Chez les plus de 40 ans
Chez le patient de plus de 40 ans, une masse cervicale
est d’origine néoplasique, et plus souvent maligne,
jusqu’à preuve du contraire. En tout, 12 % des néoplasies O. R. L. auront comme seule présentation initiale une masse cervicale asymptomatique3. Lorsque la
masse n’est pas d’origine thyroïdienne, gardons en tête
la « règle des 80 » (Figure 1).
Une question d’anatomie
Sur la ligne médiane, la structure la plus communément
affectée est la thyroïde. Bien que seulement 4 à 6,5 %
des nodules thyroïdiens palpables soient cancéreux4, ce
diagnostic est particulièrement redouté chez les personnes de moins de 30 ans ou de plus de 60 ans ayant
une histoire d’exposition à la radiation, ou des antécédents familiaux de cancer thyroïdien.
De chaque côté, la région comprise entre la ligne médiane, la clavicule, le trapèze et la mandibule est divisée
en triangles antérieurs et postérieur par le muscle sternocléido-mastoïdien.
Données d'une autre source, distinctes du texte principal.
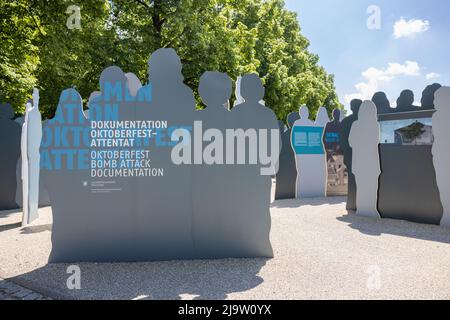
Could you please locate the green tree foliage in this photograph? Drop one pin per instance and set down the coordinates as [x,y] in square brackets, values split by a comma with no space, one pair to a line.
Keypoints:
[233,36]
Les structures du triangle antérieur
les plus communément affectées sont les glandes parotidiennes et submandibulaires. Le triangle postérieur,
pour sa part, est un site fréquent de métastase en provenance du nasopharynx : 76 % des carcinomes
nasopharyngés ont une telle présentation initiale5. Sur le
plan infectieux, il s’agit aussi d’un site typique de lymphadénite tuberculeuse (scrofule), particulièrement chez
les personnes âgées3.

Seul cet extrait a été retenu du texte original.